As it stands, neither the cc-adminnor cc-dev users have permission to do anything on cc-dev-vhost. Fix this by giving the vhost full rights, as follows:

    $ sudo rabbitmqctl set_permissions -p cc-dev-vhost cc-admin ".*" ".*" ".*"
    Setting permissions for user "cc-admin" in vhost "cc-dev-vhost" ... 

    $ sudo rabbitmqctl set_permissions -p cc-dev-vhost cc-dev ".*" ".*" ".*"
    Setting permissions for user "cc-dev" in vhost "cc-dev-vhost" ...
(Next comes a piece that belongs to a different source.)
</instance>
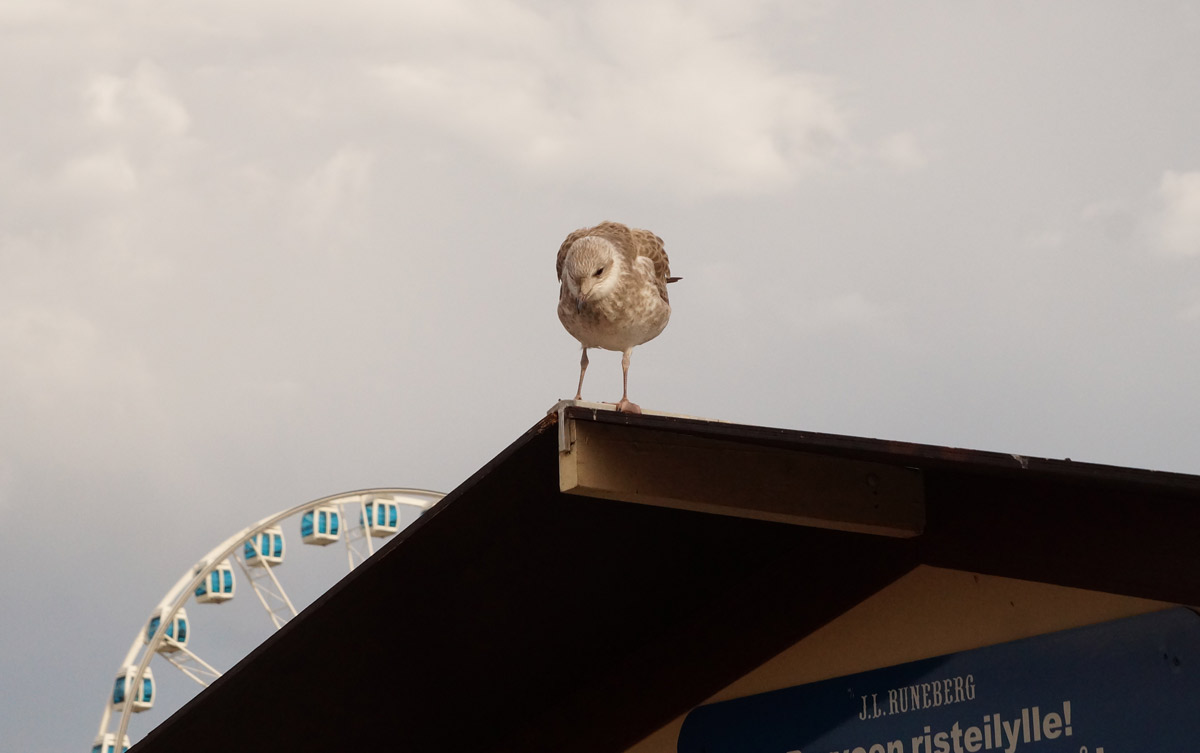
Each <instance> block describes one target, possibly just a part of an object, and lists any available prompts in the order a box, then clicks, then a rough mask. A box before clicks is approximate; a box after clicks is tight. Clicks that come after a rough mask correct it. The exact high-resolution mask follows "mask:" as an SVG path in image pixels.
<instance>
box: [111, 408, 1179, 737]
mask: <svg viewBox="0 0 1200 753" xmlns="http://www.w3.org/2000/svg"><path fill="white" fill-rule="evenodd" d="M566 415H568V416H569V417H571V418H574V420H577V421H592V422H598V423H606V424H612V426H619V427H625V428H624V429H623V430H629V432H653V433H667V434H672V435H678V436H685V435H686V436H689V438H692V439H698V440H701V441H708V440H712V441H722V442H738V444H740V445H745V446H748V447H752V446H770V447H775V448H781V450H786V451H794V452H804V453H814V454H817V456H822V457H829V458H851V459H864V460H871V462H876V463H883V464H889V465H896V466H901V468H911V469H918V470H919V471H920V474H922V475H923V481H924V495H925V505H926V520H925V530H924V534H923V535H920V536H917V537H913V538H890V537H884V536H874V535H869V534H853V532H842V531H835V530H824V529H816V528H808V526H803V525H788V524H782V523H772V522H764V520H754V519H745V518H737V517H727V516H716V514H706V513H700V512H689V511H680V510H672V508H666V507H656V506H649V505H641V504H629V502H616V501H607V500H604V499H594V498H588V496H576V495H570V494H563V493H560V492H559V487H558V435H557V430H556V426H554V423H556V418H554V416H550V417H547V418H546V420H544V421H541V422H539V423H538V424H536V426H535V427H533V428H532V429H530V430H529V432H528V433H526V434H524V435H523V436H521V438H520V439H518V440H517V441H516V442H514V444H512V445H511V446H510V447H508V448H506V450H505V451H504V452H502V453H500V454H499V456H498V457H497V458H496V459H493V460H492V462H491V463H488V464H487V465H486V466H484V468H482V469H481V470H480V471H479V472H476V474H475V475H474V476H472V477H470V478H469V480H468V481H467V482H464V483H463V484H462V486H461V487H458V488H457V489H455V490H454V492H452V493H451V494H449V495H448V496H446V498H445V499H444V500H442V502H439V504H438V505H437V506H436V507H434V508H433V510H431V511H430V512H427V513H426V514H425V516H424V517H422V518H421V519H420V520H418V522H416V523H415V524H413V525H412V526H409V528H408V529H407V530H404V531H403V532H402V534H400V535H398V536H397V537H396V538H395V540H394V541H391V542H389V543H388V546H386V547H384V549H383V550H380V552H379V553H378V554H377V555H376V556H373V558H371V559H370V560H367V561H366V562H365V564H364V565H362V566H360V567H359V568H358V570H355V571H354V572H352V573H350V574H349V576H347V577H346V578H344V579H343V580H342V582H340V583H338V584H337V585H336V586H334V588H332V589H331V590H330V591H329V592H326V594H325V595H324V596H323V597H322V598H319V600H318V601H317V602H316V603H313V604H312V606H311V607H310V608H308V609H306V610H305V612H304V613H301V614H300V615H299V616H298V618H295V619H294V620H292V621H290V622H289V624H288V625H286V626H284V627H283V628H282V629H280V631H278V632H277V633H275V634H274V635H272V637H271V638H270V639H268V640H266V641H265V643H264V644H263V645H262V646H259V647H258V649H257V650H256V651H253V652H252V653H251V655H250V656H247V657H246V658H245V659H244V661H241V662H240V663H239V664H238V665H236V667H234V668H233V669H232V670H229V671H228V673H226V674H224V675H223V676H222V677H221V679H220V680H217V681H216V682H215V683H214V685H212V686H211V687H210V688H208V689H206V691H204V692H203V693H200V694H199V695H197V697H196V698H194V699H192V701H191V703H188V704H187V705H186V706H185V707H184V709H181V710H180V711H179V712H176V713H175V715H174V716H172V717H170V718H169V719H167V721H166V722H164V723H162V724H161V725H160V727H158V728H156V729H155V730H152V731H151V733H150V734H149V735H148V736H146V737H145V739H144V740H143V741H142V742H139V743H138V745H137V746H136V747H134V751H136V752H137V753H155V752H170V753H186V752H190V751H205V752H212V751H256V752H265V751H384V749H386V751H556V752H557V751H578V752H588V751H596V752H600V751H620V749H624V748H625V747H628V746H629V745H632V743H634V742H636V741H637V740H640V739H641V737H642V736H644V735H647V734H649V733H650V731H653V730H654V729H656V728H658V727H660V725H661V724H665V723H666V722H668V721H671V719H672V718H674V717H676V716H677V715H679V713H682V712H684V711H686V710H688V709H690V707H691V706H694V705H696V704H698V703H701V701H702V700H703V699H704V698H707V697H708V695H710V694H712V693H714V692H715V691H718V689H719V688H721V687H722V686H725V685H727V683H728V682H731V681H733V680H734V679H737V677H738V676H740V675H742V674H744V673H745V671H748V670H750V669H751V668H754V667H755V665H757V664H760V663H762V662H763V661H766V659H768V658H770V657H772V656H773V655H775V653H776V652H779V651H780V650H782V649H785V647H786V646H788V645H791V644H792V643H794V641H796V640H798V639H800V638H803V637H804V635H806V634H808V633H810V632H812V631H814V629H816V628H817V627H820V626H821V625H824V624H826V622H828V621H830V620H833V619H834V618H836V616H838V615H839V614H841V613H844V612H845V610H846V609H848V608H850V607H852V606H854V604H856V603H858V602H860V601H862V600H864V598H866V597H868V596H870V595H871V594H874V592H875V591H877V590H880V589H881V588H883V586H886V585H887V584H889V583H892V582H893V580H894V579H896V578H899V577H900V576H902V574H904V573H906V572H908V571H910V570H911V568H912V567H914V566H916V565H917V564H919V562H928V564H931V565H938V566H944V567H956V568H962V570H971V571H977V572H985V573H994V574H1000V576H1009V577H1016V578H1026V579H1032V580H1043V582H1048V583H1058V584H1064V585H1073V586H1081V588H1088V589H1096V590H1103V591H1112V592H1121V594H1129V595H1136V596H1145V597H1152V598H1162V600H1166V601H1175V602H1183V603H1192V604H1198V603H1200V578H1198V577H1196V574H1195V572H1196V570H1195V560H1196V554H1195V553H1196V550H1198V547H1196V544H1198V543H1200V542H1198V536H1200V478H1196V477H1192V476H1181V475H1171V474H1154V472H1148V471H1134V470H1128V469H1116V468H1108V466H1096V465H1087V464H1080V463H1069V462H1052V460H1038V459H1026V458H1016V457H1014V456H1003V454H996V453H980V452H967V451H959V450H947V448H941V447H929V446H920V445H904V444H896V442H887V441H878V440H866V439H853V438H846V436H833V435H821V434H811V433H804V432H788V430H780V429H766V428H760V427H746V426H737V424H727V423H714V422H704V421H695V420H686V418H673V417H662V416H628V415H618V414H612V412H604V411H600V412H593V411H590V410H583V409H577V408H571V409H568V411H566Z"/></svg>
It is a triplet of permissions for the considered vhost, which grants configure, write, and read permissions on the designated resources for the considered user and vhost. See access control commands in the documentation

Alternative way is to do it via the management console:

message-broker

Example of RabbitMQ usage in real application

Let's say we want to create Taxi App like this:

message-broker

The following steps on the above diagram:

  1. A customer uses CC's mobile application to book a taxi. A request is now sent from the mobile application to the Application Service. This request includes information about the trip that the customer wants to book.
  2. The Application Service stores the request in a database.
  3. The Application Service adds a message with information about the trip to a queue in RabbitMQ.
  4. Connected taxi cars subscribe to the message (the booking request).
  5. A taxi responds to the customer by sending a message back to RabbitMQ.
  6. The Application Service subscribes to the messages.
  7. Again, the Application Service stores the information in a database.
  8. The Application Service forwards the information to the customer.
  9. The taxi app starts to automatically send the taxi's geographical location at a given interval to RabbitMQ.
  10. The location of the taxi is then passed straight to the customer's mobile application, via WebSockets, so that they know when the taxi arrives.

Direct Exchange routing pattern

message-broker

Topic routing pattern

Note

A routing pattern consists of several words separated by dots. A best practice to follow is to structure routing keys from the most general element to the most specific one, such as news.economy.usa or europe.sweden.stockholm. The topic exchange supports strict routing key matching and will also perform wildcard matching using * and # as placeholders for exactly one word and zero or more words, respectively.

message-broker

Important points about consumers and queues in RabbitMQ:

  • A queue can have multiple consumers (unless the exclusive tag is used).
  • Each channel can have multiple consumers.
  • Each consumer uses server resources, so it is best to make sure not to use too many consumers.
  • Channels are full-duplex, meaning that one channel can be used to both publish and consume messages.

Note

There is no logical limit to the number of channels or consumers a RabbitMQ broker can handle. There are, however, limiting factors, such as available memory, broker CPU power, and network bandwidth. As each channel mobilizes memory and consumes CPU power, limiting the number of channels or consumers may be a consideration in some environments. The administrator can configure a maximum number of channels per connection by using the channel_max parameter.